Calculation of partial derivative of the cost function for logistic regression

Why shouldn’t Andrew be using ln(x)?

Unless he uses ln(x) there will be a factor of \frac{1}{ln(10)} missing.

I tend to focus on the mathematics being correct and not intuition.

1 Like

No, the derivative will always be less than 0 for an output label y = 1 even when the error is 0.

Think of the function -\frac{1}{ln(10)m}log(f(\vec w, b)), which is the Loss function for predicting an output label y = 1. When there is zero error, f(\vec w, b) will equal the value of the output lable y and the Loss function passes through the horizontal axis at (1, 0) but its gradient at that point is still less than 0.

I didn’t say he shouldn’t. I am not sure that he should.

As for how to write down log_e(x), I agree that ln(x) is clear, but I don’t think we can’t use log(x) to implicitly mean log_e(x).

I didn’t say it will not be less than 0.

I said as the error tends to zero, the first derivative of cost w.r.t. weight tends to zero. Your result has shown this.

As for the sign of the derivative, as your result shown, it will also depend on the x_j^{(i)} term.

Since you mentioned about “…passes through the horizontal axis…”, seems that you also focus on geometrical argument :wink:

Hi Raymond,

Not so much geometry but evaluating the results of the derivative and the error.

Please explain why you think Andrew shouldn’t be using ln(x)?

1 Like

No, that is not a mistake on Andrew’s part. You have to realize that in the ML world, the notation is different than in the math world. Here log always means natural log, not log base 10.

Anytime you’re going to be taking derivatves, it would be nuts to use base 10 logs, exactly because you get all the useless constant multipliers propagating everywhere: it just creates a mess and adds no value in terms of behavior.

2 Likes

Hey Stephen, I cannot explain that because I do not think he should not. As I said, he could. Besides, I do not know how he made that decision.
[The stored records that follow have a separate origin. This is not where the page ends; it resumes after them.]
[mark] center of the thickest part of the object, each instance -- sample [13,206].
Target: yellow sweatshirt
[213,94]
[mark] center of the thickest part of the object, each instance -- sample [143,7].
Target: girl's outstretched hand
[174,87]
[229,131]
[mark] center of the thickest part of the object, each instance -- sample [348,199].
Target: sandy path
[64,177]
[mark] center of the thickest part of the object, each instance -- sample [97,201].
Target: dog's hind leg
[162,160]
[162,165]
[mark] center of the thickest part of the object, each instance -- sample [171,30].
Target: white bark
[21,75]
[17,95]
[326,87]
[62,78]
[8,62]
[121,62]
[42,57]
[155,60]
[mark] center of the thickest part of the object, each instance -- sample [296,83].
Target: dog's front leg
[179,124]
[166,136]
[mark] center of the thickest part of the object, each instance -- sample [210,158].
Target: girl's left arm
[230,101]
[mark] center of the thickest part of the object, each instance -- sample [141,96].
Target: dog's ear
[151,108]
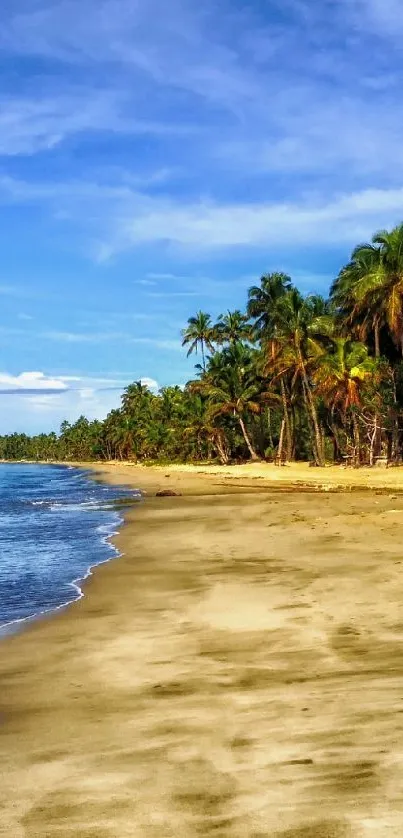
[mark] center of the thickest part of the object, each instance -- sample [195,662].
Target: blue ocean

Trust me, when I first learned about logarithm, log was log_{10}. Even I am not a math expert, I can see why, if I were you, I could choose to insist that. However, practically, I also always see people stick to other convention.

I have just tried to look for some reference and found this Encyclopedia of Mathematics page:

I just think the whole world does not have a consensus to exclude log(x) from meaning log_e(x).

Raymond

1 Like

This has been discussed many times. Here and here and more …

1 Like

I think to make it clear and avoid ambiguity the language of mathematics should be used universally and consistently in all application domains.

If Andrew meant that log(f(\vec w, b)) was to the base-e then it would have been better to use the nomenclature ln(f(\vec w, b)) as this notation is universally understood to be a logarithm to the base-e.

1 Like

Well, I’m sorry, but mathematicians don’t control the world, as much as they really should, since math is the basis of everything in science. Different fields that use math don’t always use the same notation. Econometrics uses math, psych uses math, ML uses math. Prof Ng uses the notation that is common in the ML community. In terms of these courses, he’s the boss, so he gets to choose the notation and we just have to understand it. When you publish your own course, you can do it your way.

Don’t get me wrong: my academic background is all in math, so I don’t disagree that math should define everything. But the ML folks didn’t ask my opinion.

So the short answer is “now you know, so deal with it”. :joy:

3 Likes

I’m not sure what you mean by “…deal with it”.

Just move on. You can’t change the conventions of the whole ML field, so it’s not worth spending any more mental energy on it.

I foresee a future of endless frustration for you.

Actually I am learning a lot about machine learning and the application of mathematics to solving real world problems in this domain and I really enjoy it.

I’m glad you’re enjoying it and not getting too frustrated!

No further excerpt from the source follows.